Museum Benteng Heritage



11 November 2011 puku 20.11 Museum Benteng Heritage milik Udaya Halim diresmikan. Udaya adalah salah seorang Cina Benteng yang banyak bermukim di Tangerang. Dinamakan Cina Benteng karena pada zaman penjajahan Belanda terdapat benteng di tepi sungai Cisadane. Orang-orang Cina di sekitar benteng sejak tahun 1700an menjadi buruh, pedagang kecil, dan petani.

Museum berada di dalam Pasar Lama yang becek, di tengah para penjual ikan, daging, sayur, buah, dan kebutuhan sehari-hari. Pasar itu buka pada pagi hari dan tutup pada siang hari. Museum berada di timur sungai Cisadane, di Jalan Cilame, Tangerang.

Museum ini termasuk bangunan tertua di Tangerang yang direstorasi Udaya Halim pada 2009. Bangunan ini dipertahankan sebagaimana bentuk aslinya. Di dalamnya berisi berbagai koleksi benda antik etnis Cina, seperti timbangan opium, permainan judi mahyong, busana bangsawan Cina, kebaya encim, keramik, lukisan, artefak, alat-alat musik, juga sepatu anak kecil untuk wanita dewasa. Pada zaman dulu para wanita bangsawan Cina dipatahkan tulang-tulang kakinya pada waktu mereka berusia tiga tahun. Kaki mereka diikat sedemikian rupa sehingga tetap kecil, tak pernah berkembang sesuai dengan pertumbuhan tubuh mereka. Tujuannya agar mereka tidak bisa pergi bebas dan tidak melarikan diri bila tidak berkenan dengan jodoh yang dipilihkan untuk mereka.

Di tengah museum ada relief abad ke-18 yang menggambarkan penggalan cerita Three Kingdoms. Juga disimpan koleksi cerita silat tua karya OKT (Oey Kim Tiang).

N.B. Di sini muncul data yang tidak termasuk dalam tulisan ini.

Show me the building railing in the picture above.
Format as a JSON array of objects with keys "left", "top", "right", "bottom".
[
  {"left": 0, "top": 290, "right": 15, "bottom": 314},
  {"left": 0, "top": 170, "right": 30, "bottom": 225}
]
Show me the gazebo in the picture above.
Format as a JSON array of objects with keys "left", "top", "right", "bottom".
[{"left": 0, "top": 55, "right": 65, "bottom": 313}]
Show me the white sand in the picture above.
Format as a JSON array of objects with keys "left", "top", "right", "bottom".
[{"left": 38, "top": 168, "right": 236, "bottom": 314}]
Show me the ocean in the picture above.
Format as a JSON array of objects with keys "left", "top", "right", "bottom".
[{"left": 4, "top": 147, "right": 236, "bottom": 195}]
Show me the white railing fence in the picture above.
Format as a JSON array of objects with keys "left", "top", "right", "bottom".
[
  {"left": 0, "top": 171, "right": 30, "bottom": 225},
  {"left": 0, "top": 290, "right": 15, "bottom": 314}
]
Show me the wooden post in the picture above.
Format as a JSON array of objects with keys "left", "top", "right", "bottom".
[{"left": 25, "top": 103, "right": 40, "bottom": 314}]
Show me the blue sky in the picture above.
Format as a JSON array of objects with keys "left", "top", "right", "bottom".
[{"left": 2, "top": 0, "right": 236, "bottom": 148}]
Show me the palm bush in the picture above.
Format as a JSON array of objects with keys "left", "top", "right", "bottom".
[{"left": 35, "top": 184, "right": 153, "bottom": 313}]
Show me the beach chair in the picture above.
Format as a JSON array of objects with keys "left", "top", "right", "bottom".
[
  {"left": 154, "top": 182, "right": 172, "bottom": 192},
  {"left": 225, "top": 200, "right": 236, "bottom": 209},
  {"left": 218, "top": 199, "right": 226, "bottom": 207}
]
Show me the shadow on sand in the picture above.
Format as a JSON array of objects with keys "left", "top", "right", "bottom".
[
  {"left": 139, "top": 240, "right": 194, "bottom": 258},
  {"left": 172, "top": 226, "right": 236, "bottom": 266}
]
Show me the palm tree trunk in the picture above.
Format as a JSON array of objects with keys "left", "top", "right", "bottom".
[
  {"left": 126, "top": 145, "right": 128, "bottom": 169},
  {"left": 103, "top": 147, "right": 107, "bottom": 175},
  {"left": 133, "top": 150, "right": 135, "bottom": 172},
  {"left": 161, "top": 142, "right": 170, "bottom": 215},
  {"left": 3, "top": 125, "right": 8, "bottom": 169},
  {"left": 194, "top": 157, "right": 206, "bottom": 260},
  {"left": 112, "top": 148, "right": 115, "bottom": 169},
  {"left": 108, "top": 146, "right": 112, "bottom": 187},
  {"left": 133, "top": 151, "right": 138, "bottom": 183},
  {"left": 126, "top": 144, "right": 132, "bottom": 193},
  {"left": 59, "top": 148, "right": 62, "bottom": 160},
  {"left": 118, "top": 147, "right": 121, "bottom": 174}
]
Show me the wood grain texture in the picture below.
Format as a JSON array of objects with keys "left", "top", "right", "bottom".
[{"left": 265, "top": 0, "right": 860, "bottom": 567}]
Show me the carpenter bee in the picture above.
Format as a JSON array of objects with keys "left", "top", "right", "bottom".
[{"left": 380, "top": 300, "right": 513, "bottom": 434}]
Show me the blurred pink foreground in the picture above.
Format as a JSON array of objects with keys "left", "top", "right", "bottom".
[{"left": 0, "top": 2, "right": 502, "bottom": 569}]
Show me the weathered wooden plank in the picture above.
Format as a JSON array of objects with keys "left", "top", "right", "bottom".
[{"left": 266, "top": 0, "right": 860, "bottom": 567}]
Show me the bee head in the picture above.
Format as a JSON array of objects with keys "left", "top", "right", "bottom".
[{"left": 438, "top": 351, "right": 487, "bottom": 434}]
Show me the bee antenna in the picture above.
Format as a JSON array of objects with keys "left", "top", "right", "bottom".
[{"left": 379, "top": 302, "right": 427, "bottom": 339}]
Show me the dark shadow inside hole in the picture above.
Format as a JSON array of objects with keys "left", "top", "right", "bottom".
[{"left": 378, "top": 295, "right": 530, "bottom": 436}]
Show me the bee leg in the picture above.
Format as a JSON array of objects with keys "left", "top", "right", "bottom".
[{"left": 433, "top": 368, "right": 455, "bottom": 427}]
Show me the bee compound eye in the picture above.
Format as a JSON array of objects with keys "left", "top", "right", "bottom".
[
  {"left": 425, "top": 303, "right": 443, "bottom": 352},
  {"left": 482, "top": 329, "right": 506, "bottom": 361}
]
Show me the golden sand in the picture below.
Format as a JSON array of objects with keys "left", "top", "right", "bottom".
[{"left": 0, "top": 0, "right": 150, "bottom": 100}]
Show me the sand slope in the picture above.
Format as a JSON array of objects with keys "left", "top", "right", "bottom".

Sejak zaman dulu produksi kecap menjadi andalan para orang Cina di Tangerang. Di museum ini disajikan cerita audio visual tentang pembuatan kecap secara tradisional dan merk-merk kecap Benteng yang terkenal, di antaranya Ketjap Teng Giok Seng dan Siong Hin. Tempat pembuatan kecap Siong Hin ada di dekat museum dan masih berproduksi sampai sekarang. Anda bisa membeli sovenir dan makan lontong cap go meh di lantai 1 museum ini.Di dekat museum juga ada kelenteng Boen Tek Bio yang dibangun pada 1750. Boen berarti sastra, Tek berarti kebajikan, Bio berarti tempat ibadah. Anda masuk dari pintu yang bertuliskan pintu Kesusilaan dan ke luar dari pintu yang bertuliskan Jalan Kebenaran. Kelenteng ini dibangun oleh para penghuni perkampungan Petak Sembilan. Di dekat kelenteng juga ada bangunan berarsitektur Cina yang bertuliskan Roemboer (Rumah Burung) milik Udaya Halim. Pada zaman dulu rumah-rumah di sini menyediakan tempat di luar rumah bagi burung-burung walet untuk membuat sarang. Di Roemboer ini disimpan berbagai koleksi benda antik seperti lukisan, telepon, kamera, lampu, senjata tajam, dan sebagainya. Dari jendela rumah ini kita dapat melihat sungai Cisadane dengan sampan kayu hilir mudik.

Di tepi sungai ini terdapat jamban yang dulu masih berfungsi kemudian dihancurkan lalu direstorasi. Kini tidak lagi berfungsi sebagai jamban, hanya sebagai tempat yang memiliki nilai sejarah di mana para orang Cina pada zaman dulu di sini mengumpulkan uang untuk membangun jalan di Tangerang.

Di daerah pecinan ini, tak jauh dari kelenteng, juga dibangun mesjid di Jalan Kalipasir. Tidak ada benturan antar agama di sini. Muslim, Budha, dan Konghucu, saling menghargai kepercayaan masing-masing.

Bersama teman-teman SMA kelas 3 IPA 6 saya datang ke sini pada 21 Maret 2015. Titik Liutama, teman saya, mensponsori kegiatan ini.